O governo do presidente Luiz Inácio Lula da Silva decidiu desidratar o anteprojeto antimáfia que pretendia enviar ao Congresso Nacional. A principal mudança foi a exclusão da criação da Agência Nacional de Enfrentamento às Organizações Criminosas, prevista inicialmente na minuta final do projeto entregue ao ministro da Justiça, Ricardo Lewandowski.
A decisão de recuar na criação da agência atende a pressões da Polícia Federal, que temia conflitos de competência com suas atividades, além de questionamentos de assessores jurídicos do governo e de políticos que receavam a perda de poder e autonomia na definição de estratégias de combate ao crime organizado.

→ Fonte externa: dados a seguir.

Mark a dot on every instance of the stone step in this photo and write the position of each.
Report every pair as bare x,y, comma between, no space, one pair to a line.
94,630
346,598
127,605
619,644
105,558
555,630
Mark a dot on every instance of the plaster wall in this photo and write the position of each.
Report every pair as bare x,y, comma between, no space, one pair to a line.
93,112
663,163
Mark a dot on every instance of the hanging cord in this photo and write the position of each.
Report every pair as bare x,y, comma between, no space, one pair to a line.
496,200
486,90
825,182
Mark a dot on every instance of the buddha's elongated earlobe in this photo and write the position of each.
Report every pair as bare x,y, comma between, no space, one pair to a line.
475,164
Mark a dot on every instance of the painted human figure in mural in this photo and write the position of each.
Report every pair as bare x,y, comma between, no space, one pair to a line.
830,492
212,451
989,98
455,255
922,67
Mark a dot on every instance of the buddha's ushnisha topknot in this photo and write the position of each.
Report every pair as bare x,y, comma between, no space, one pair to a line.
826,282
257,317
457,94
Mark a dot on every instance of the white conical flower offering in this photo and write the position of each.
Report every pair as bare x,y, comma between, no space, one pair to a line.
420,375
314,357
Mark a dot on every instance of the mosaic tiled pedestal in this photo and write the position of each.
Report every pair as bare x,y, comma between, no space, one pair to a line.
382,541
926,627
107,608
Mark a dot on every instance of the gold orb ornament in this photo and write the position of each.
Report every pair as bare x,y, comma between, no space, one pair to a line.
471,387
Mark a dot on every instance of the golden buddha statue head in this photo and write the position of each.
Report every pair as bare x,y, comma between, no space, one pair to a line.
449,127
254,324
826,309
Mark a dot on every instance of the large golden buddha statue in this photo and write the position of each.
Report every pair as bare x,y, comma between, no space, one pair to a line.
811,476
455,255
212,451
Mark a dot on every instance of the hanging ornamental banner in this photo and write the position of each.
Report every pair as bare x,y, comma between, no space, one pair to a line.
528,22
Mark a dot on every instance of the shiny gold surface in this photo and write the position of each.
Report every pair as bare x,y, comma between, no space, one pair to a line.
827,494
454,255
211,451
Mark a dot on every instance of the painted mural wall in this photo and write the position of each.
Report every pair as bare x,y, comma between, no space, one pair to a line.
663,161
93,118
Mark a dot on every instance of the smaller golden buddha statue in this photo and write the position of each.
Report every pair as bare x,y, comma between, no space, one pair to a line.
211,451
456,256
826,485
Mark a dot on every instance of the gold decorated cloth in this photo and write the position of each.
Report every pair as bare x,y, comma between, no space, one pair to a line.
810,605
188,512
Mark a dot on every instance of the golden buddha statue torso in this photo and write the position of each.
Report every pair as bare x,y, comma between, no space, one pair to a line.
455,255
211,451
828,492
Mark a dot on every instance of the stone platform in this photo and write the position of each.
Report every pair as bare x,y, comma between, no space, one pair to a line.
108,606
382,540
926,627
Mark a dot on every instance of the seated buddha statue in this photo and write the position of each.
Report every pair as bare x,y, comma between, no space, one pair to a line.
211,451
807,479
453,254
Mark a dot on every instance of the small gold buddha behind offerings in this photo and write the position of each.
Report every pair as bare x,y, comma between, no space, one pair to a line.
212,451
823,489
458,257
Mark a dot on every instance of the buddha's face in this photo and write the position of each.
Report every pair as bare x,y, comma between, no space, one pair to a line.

A proposta da agência surgiu entre especialistas em segurança pública e contava com apoio de integrantes dos Ministérios Públicos especializados no combate ao crime organizado. O objetivo era replicar no Brasil o modelo da Direção Investigativa Antimáfia, da Itália. No entanto, o Executivo considerou que a criação de um novo órgão, com cargos e salários, seria conflitante com a política de contenção de gastos e de reforma administrativa.
Apesar da exclusão da agência, o governo afirma que o texto final do anteprojeto mantém medidas de endurecimento contra organizações criminosas. Entre as propostas estão a punição de bandidos por domínio territorial e a criação de pessoas jurídicas para infiltração em quadrilhas. Além disso, o projeto prevê o aumento das condenações para integrantes e líderes dessas organizações. Atualmente, as penas variam de 3 a 5 anos, e o projeto eleva as sentenças para 8 a 10 anos de prisão, podendo chegar a 12 a 20 anos, dependendo do status da organização criminosa. Também há propostas de maior rigor em punições para crimes na internet e lavagem de dinheiro por meio de moedas virtuais.
A decisão de enfraquecer o projeto de combate ao crime organizado gerou críticas de opositores, que argumentam que a medida representa um retrocesso na luta contra as organizações criminosas no país. Parlamentares da oposição destacam que, em um momento em que o crime organizado tem ampliado sua atuação, é necessário fortalecer as estruturas de combate a essas organizações, e não reduzir as iniciativas previstas.
A redução da proposta também reflete a dificuldade do governo em equilibrar a necessidade de segurança pública com a contenção de despesas públicas. A criação de novos órgãos e estruturas demandaria investimentos significativos, o que contrasta com a atual política fiscal do governo, que busca reduzir gastos e promover uma reforma administrativa.
Em resumo, o governo Lula optou por enfraquecer o projeto de combate ao crime organizado ao excluir a criação da Agência Nacional de Enfrentamento às Organizações Criminosas e manter apenas algumas medidas de endurecimento nas penas. A decisão gerou controvérsias e críticas de opositores, que veem a medida como um retrocesso na luta contra o crime organizado no Brasil.